Unlike Ali, Pele served for a period in his country’s armed forces a year after winning his first World Cup in 1958. And he didn’t have the courage to sacrifice his career like Ali did. I was right to do so and I did. When President Yanio Cuadros took office in the early 1960s, he mostly accepted indentured servants to the government. Declared Pele a “National Treasure”. The president did so to assuage public fears that European clubs would evict Pele, and Pele acquiesced.

And when the government attacked Brazilians in the mid-1960s, Pele didn’t stop it. His recent Netflix documentary, Pelé, opens with an elderly Pelé using a walker to stop and enter, from the mid-1960s to his mid-1980s, when Pelé was forced into the brutal military dictatorship of his country. Remind viewers that they were embracing the regime. President of General Emilio Garastaz Medici from 1969 to 1974, when the regime was at its most repressive. There is a photo of Pele embracing the Medici and his successor, General Ernesto Geisel. The filmmakers asked Pele if he knew of the torture of political dissidents, the disappearance of Medici opponents, and the murders allegedly committed by the state. Pele replied vaguely.
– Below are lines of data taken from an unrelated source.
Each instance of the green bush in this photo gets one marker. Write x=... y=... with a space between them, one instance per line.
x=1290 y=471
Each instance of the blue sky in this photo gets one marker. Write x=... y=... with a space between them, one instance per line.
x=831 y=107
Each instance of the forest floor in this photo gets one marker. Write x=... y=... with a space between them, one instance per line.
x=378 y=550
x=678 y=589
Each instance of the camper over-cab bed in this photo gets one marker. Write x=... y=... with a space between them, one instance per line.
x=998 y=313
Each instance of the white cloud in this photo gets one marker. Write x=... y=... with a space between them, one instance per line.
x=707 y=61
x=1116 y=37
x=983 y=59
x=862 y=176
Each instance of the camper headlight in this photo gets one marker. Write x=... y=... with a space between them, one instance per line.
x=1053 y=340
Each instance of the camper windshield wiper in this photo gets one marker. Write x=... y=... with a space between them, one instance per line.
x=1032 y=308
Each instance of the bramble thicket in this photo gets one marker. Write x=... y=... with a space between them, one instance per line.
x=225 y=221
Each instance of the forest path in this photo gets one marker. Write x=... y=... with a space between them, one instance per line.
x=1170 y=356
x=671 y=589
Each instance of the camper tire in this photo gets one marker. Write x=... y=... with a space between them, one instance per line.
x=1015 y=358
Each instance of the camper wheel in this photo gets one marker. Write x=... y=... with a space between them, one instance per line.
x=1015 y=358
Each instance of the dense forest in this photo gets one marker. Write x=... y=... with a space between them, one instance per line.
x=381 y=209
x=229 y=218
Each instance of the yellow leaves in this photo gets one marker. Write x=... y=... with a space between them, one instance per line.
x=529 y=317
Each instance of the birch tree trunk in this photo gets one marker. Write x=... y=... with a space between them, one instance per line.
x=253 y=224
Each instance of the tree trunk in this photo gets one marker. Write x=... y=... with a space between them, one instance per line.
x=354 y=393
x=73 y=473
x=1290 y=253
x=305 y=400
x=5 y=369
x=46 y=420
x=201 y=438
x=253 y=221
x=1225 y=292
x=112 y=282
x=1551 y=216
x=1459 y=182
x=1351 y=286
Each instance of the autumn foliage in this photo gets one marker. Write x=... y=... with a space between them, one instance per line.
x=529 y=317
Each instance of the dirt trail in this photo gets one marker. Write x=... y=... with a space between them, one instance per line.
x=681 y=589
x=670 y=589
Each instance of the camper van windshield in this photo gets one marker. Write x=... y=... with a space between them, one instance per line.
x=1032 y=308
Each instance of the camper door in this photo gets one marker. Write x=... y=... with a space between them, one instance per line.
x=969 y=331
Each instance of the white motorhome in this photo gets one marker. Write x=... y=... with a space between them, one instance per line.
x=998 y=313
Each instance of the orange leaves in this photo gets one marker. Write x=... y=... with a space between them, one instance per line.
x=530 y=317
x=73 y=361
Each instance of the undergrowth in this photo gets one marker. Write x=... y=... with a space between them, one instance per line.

In fact, Pele was just an extension of the Medici regime. Behind Pele’s brilliance, the Medici took advantage of Brazil’s preparations for and eventual victory in his 1970 World Cup, with the national enthusiasm surrounding the team. sportswashed criticism of the government.

“I love Pele, but that doesn’t stop me from criticizing him,” Kaju, Pele’s former teammate, said in the documentary. I thought it was the actions of a black man who said, “A submissive black man. …Just one statement from Pele helped so much that it’s the criticism I hold against him to this day.”

But Pele instilled a new sense of pride in black Brazilians. He didn’t whiten his face with rice flour, as Mario Filho wrote in his influential text, “Blacks in Brazilian Football,” some of the first black players in Brazil’s professional league to benefit from the good graces of the elite. They said they hoped to get a class that would support their sport. It’s not Pele’s quality, but his latest incarnation, Neymar, that seems to have worn off.

But as Pele has done to black Brazilians in appearance, he has rarely followed up with the politics, actions, or words of his performance. Like an Argentinian Diego Maradona, he didn’t deck out his body with tattoos of revolutionary figures Che Guevara and Fidel Castro. As a superstar black athlete, he rivals Willie Mays and Michael Jordan in the United States, and his answers to questions about racial inequality are rarely lukewarm. When confronted by a hostile fan for harassing him on TV, Pele fired the player, not the abuser. Otherwise, we would have had to stop all games.”

So we have to remember Pele, who was the greatest footballer of all time. Global sports icons. And a person who smiles even to those who shouldn’t smile.